DOJ looking at denaturalization for American citizens convicted of certain crimes

Photo by MANDEL NGAN/AFP via Getty Images

(WASHINGTON) — The Department of Justice is prioritizing revoking citizenship from some naturalized Americans who commit certain crimes, according to a DOJ memo posted online.

In the memo dated June 11, Assistant Attorney General Brett Shumate is giving U.S. attorneys wide discretion to decide when to pursue the denaturalization process in order to “advance the Administration’s policy objectives” as the Trump administration pursues its ongoing immigration crackdown.

While attorneys are urged to prioritize cases involving individuals who “pose a potential danger to national security,” the memo also states that they can seek out “any other cases referred to the Civil Division that the Division determines to be sufficiently important to pursue.”

“The Civil Division shall prioritize and maximally pursue denaturalization proceedings in all cases permitted by law and supported by the evidence,” Shumate wrote.
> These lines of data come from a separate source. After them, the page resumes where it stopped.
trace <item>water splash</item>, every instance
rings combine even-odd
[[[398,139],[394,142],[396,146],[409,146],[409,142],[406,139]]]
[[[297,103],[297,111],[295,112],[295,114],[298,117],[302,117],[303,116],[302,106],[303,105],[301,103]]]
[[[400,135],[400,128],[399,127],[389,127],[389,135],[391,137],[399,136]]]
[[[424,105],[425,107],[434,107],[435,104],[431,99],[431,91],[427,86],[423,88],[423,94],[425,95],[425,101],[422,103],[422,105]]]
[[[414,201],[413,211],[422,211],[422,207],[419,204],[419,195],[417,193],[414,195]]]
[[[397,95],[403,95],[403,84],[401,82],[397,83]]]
Some of the cases U.S. attorneys should pursue are those against individuals who have engaged in torture, war crimes, human trafficking, and human rights violations, the memo says.
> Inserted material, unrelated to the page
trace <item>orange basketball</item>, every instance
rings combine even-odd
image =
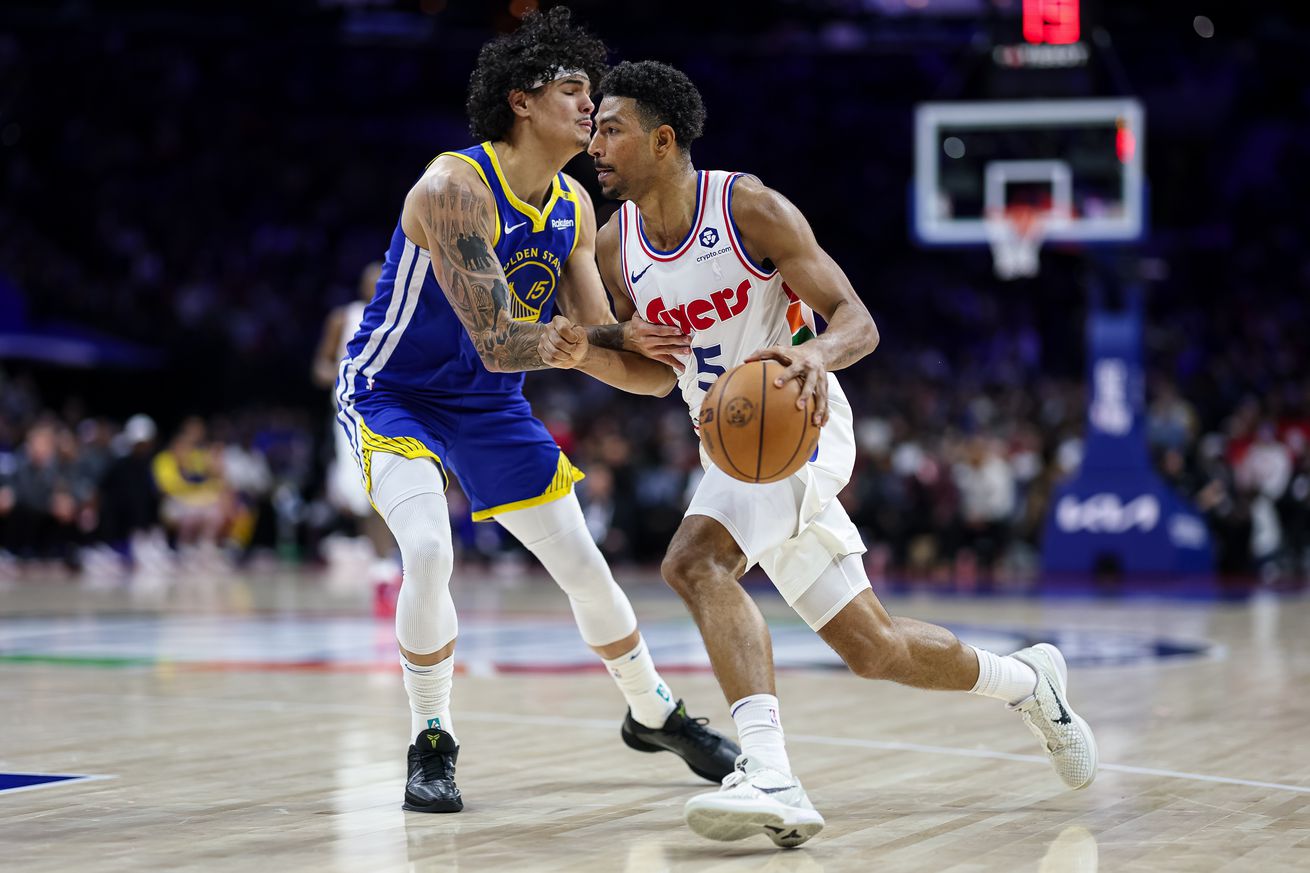
[[[750,361],[720,376],[700,407],[700,441],[710,460],[742,482],[777,482],[805,465],[819,442],[813,408],[796,408],[801,383],[781,388],[777,361]]]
While the denaturalization process and requirements are codified into law, immigration attorney Rosanna Berardi says the memo changes how aggressively the Department of Justice plans to pursue these cases.
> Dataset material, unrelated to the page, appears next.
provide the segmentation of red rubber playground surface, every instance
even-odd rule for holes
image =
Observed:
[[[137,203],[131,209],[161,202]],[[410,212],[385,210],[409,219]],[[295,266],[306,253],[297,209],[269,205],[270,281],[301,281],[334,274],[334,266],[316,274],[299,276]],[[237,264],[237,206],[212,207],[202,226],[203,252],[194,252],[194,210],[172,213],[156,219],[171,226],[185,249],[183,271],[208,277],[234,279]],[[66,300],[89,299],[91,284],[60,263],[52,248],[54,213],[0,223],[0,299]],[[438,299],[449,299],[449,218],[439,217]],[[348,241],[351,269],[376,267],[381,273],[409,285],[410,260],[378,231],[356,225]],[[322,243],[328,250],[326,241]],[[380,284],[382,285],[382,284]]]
“The memo clearly signals that DOJ is going to pursue more of these cases, and not just against terrorists or war criminals, even cases involving undisclosed criminal records or procedural errors during naturalization are now on the radar,” Berardi told ABC News. “In the past 28 years of my practice, the government has generally left naturalized U.S. citizens alone. This is a departure from that mentality.”

According to a report conducted by the Immigrant Legal Resource Center in 2020, the government pursued denaturalization cases at a very low rate, averaging only 11 cases per year from 1990-2017.

But those cases skyrocketed under Trump’s first administration. In 2018, U.S. Citizenship and Immigration Services said it intended to refer 1,600 cases to DOJ for persecution, the report says.

The DOJ memo also lays out four other priorities for the department, which include “ending antisemitism” and taking legal action against sanctuary states and jurisdictions.